Right now there’s a big knife at the throat of the world and it’s held by Beijing. Because they can.
The backdrop to my newest thriller China Strike is a negotiation between the US and China over trade. Right at the start of the novel, China makes a threat that’s backed up by a horrific piece of cyberwarfare. The novel’s hero, Special Agent Dom Verrazzano, has to track the hackers behind the cyberplot, otherwise there’ll be consequences even more devastating than the US caving at the trade talks.
The chase takes Verrazzano from Detroit and New York through several German cities and on to a Spanish island. In other words, when China strikes, the reverberations are everywhere.
That’s a concern—to diplomats, but also to you and me—right now, because China’s capacity to strike is getting bigger.

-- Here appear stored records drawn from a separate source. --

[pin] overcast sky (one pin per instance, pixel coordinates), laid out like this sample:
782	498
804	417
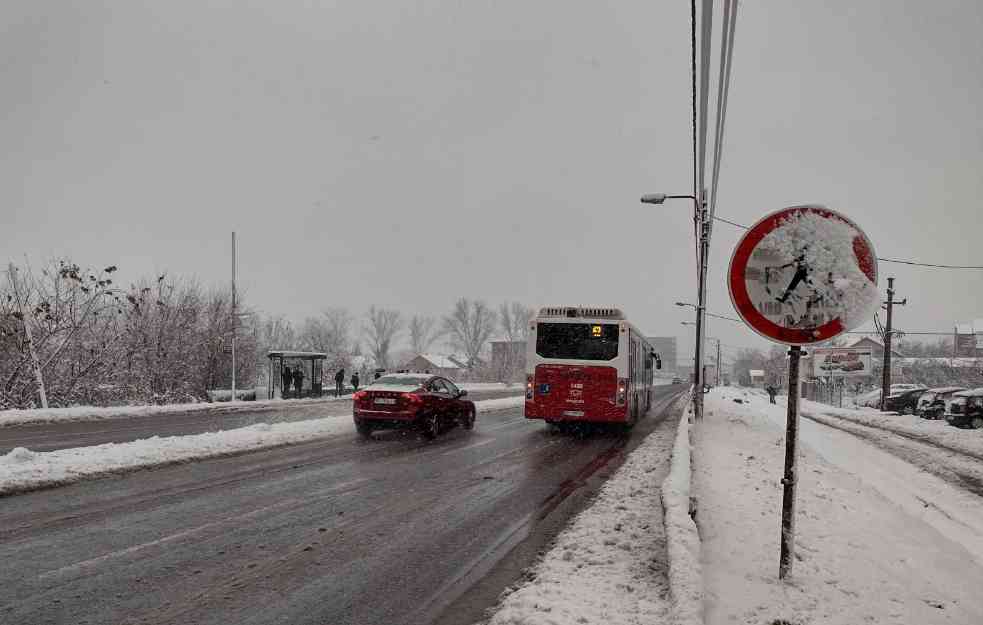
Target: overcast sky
404	154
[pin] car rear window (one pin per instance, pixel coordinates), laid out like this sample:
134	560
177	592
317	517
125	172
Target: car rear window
392	380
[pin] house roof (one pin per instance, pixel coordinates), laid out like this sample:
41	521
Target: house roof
869	341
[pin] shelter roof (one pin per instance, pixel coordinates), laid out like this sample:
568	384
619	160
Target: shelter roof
286	353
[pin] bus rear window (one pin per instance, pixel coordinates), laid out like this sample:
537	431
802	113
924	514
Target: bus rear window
577	341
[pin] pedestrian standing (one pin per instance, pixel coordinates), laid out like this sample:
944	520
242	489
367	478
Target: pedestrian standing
339	382
286	376
298	380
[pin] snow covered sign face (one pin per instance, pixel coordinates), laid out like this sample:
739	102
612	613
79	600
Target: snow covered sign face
803	275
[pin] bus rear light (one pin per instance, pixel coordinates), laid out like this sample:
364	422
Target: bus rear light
622	393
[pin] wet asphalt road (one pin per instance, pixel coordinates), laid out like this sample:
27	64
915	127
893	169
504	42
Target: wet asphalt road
51	436
338	531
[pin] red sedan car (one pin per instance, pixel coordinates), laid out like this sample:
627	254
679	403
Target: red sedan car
429	403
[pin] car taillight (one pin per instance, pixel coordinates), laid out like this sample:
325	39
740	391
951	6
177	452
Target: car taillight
622	393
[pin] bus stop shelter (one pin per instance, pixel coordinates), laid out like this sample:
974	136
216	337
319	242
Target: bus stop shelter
311	364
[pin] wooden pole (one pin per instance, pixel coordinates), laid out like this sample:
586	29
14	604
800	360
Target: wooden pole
12	276
789	479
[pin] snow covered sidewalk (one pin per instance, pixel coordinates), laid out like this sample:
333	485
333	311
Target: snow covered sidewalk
878	540
23	470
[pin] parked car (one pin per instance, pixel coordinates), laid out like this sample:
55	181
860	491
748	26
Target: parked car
966	408
872	399
931	405
429	403
903	401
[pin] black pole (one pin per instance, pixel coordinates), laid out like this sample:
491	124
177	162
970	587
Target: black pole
788	481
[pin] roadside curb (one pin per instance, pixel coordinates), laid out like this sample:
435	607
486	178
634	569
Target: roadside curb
682	537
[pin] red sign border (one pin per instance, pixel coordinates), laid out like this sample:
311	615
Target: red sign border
739	297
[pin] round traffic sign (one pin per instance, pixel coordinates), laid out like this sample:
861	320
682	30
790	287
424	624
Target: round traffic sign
802	275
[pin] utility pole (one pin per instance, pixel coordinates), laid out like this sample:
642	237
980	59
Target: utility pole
12	275
235	317
718	362
889	305
703	227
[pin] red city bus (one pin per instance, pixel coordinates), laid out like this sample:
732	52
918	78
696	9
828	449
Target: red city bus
587	365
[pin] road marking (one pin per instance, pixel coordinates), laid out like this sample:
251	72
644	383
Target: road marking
471	446
78	566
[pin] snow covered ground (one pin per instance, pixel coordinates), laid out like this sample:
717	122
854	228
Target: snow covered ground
878	539
97	413
606	566
22	470
937	431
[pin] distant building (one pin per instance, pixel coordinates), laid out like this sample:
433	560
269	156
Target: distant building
665	347
757	377
438	364
876	349
509	360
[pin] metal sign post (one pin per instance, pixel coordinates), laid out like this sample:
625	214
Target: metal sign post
800	276
791	449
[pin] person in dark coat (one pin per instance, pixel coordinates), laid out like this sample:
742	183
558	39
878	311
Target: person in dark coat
339	382
298	380
286	377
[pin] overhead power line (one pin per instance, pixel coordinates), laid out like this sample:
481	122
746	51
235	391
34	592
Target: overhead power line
913	263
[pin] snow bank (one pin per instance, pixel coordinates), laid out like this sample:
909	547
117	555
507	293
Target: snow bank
604	567
23	470
682	537
877	539
97	413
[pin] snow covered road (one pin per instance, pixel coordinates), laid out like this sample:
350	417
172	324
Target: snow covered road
337	530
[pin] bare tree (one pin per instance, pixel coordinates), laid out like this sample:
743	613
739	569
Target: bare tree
514	321
330	333
381	327
469	326
423	332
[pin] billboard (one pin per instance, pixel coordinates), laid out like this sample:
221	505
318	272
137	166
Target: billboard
840	362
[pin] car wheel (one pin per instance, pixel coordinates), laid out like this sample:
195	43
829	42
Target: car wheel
430	426
364	429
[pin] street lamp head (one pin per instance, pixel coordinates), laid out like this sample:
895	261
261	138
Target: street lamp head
653	198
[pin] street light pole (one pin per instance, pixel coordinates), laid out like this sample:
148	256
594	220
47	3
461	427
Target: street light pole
700	215
235	318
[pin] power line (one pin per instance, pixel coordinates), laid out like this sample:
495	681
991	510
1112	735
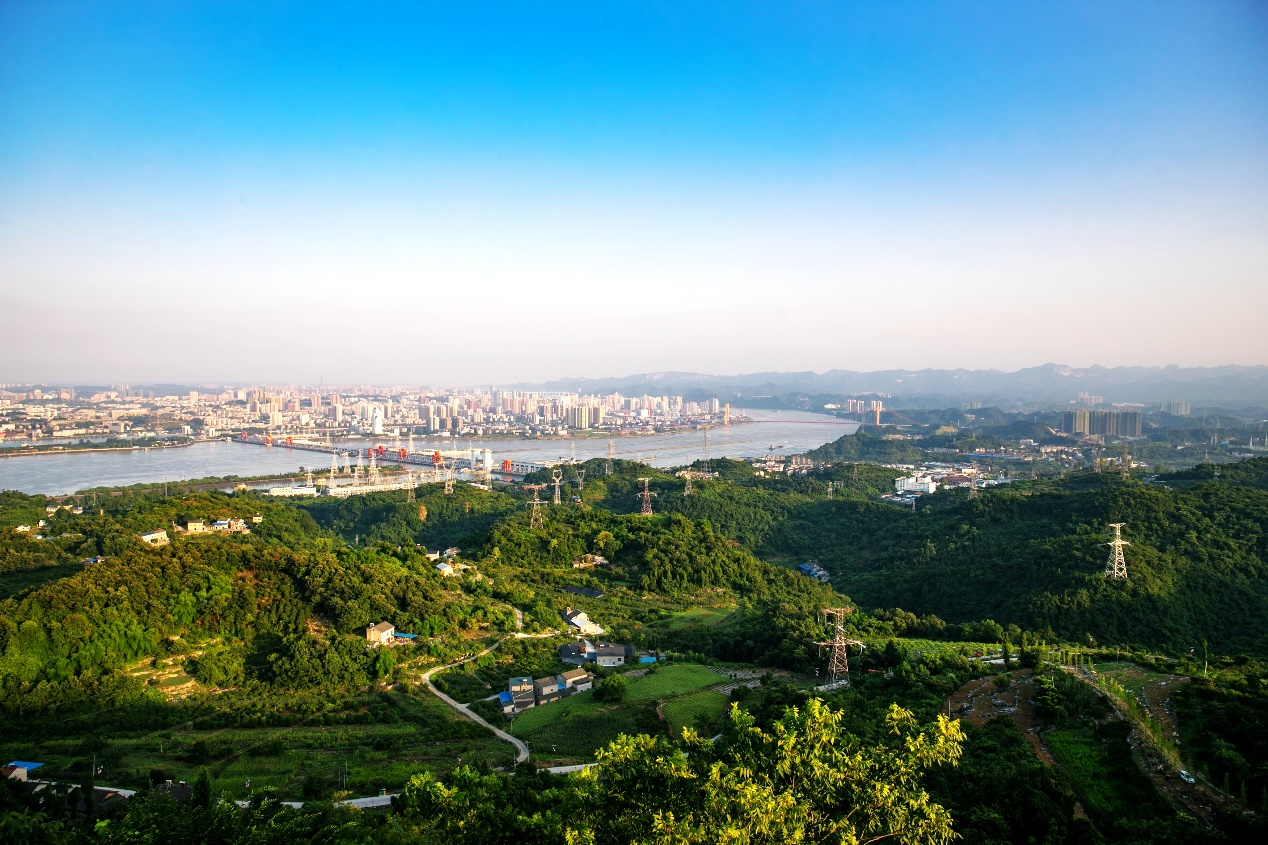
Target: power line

Much of the world sees China very differently to the way they did a few years ago. The withdrawal of the US from the Paris climate accord is an opening for China—current king of smog—to become the world leader on fighting climate change, because it has the capacity to make massive investments in climate technology and, of course, to sell it to everyone else.
That will put China in the driving seat of a lot of other international forums as a result, so that Beijing gets still more powerful.
Why would you care? Because it’s a problem for international trade (which in the end means it’s a problem for jobs and living standards in countries that happen not to be China) and—as Agent Verrazzano discovers in China Strike—it’s also a big problem for world security.
And your security.
Chinese military intelligence has an entire skyscraper in Beijing filled with programmers and hackers whose main aim is to get inside the computer systems of international companies. US companies are top of that list. Computer firms like to talk about “disruption,” by which they mean new products that question and change the entire playing field in a particular industry. China likes to disrupt, but it mainly does so by stealing someone else’s ideas.
China is building a massive infrastructure to exploit all this. Its policy is to develop a “New Silk Road” and a “Maritime Silk Road” across Asia. It’s already on its way to spending a projected $1.4 trillion on the project.
Did you just say, why would you care again?
Because when China steals industrial secrets (and uses them to create massive trade networks across Asia), they’re stealing from your economy. Now, your economy doesn’t share out the wealth as well as it could and chances are you’re getting less of the big cake than you think you’re due. But when there’s less to share out, you can be sure you aren’t going to get a better slice.
Worse, when China gets inside the computer systems of US companies they get all the data you’ve deposited with your credit card companies, your hospital, your social media profiles, and a whole bunch of other things that are presumably even more shameful than your bank account. Do you want the Chinese Communist Party to have access to your children’s social security numbers? You don’t know what they’ll do with that data, but they aren’t going to send out any lottery winnings.
The battle Special Agent Verrazzano wages in China Strike is tied up with the dirty game of international diplomacy. It’s being fought out in more places than you’d know—right now.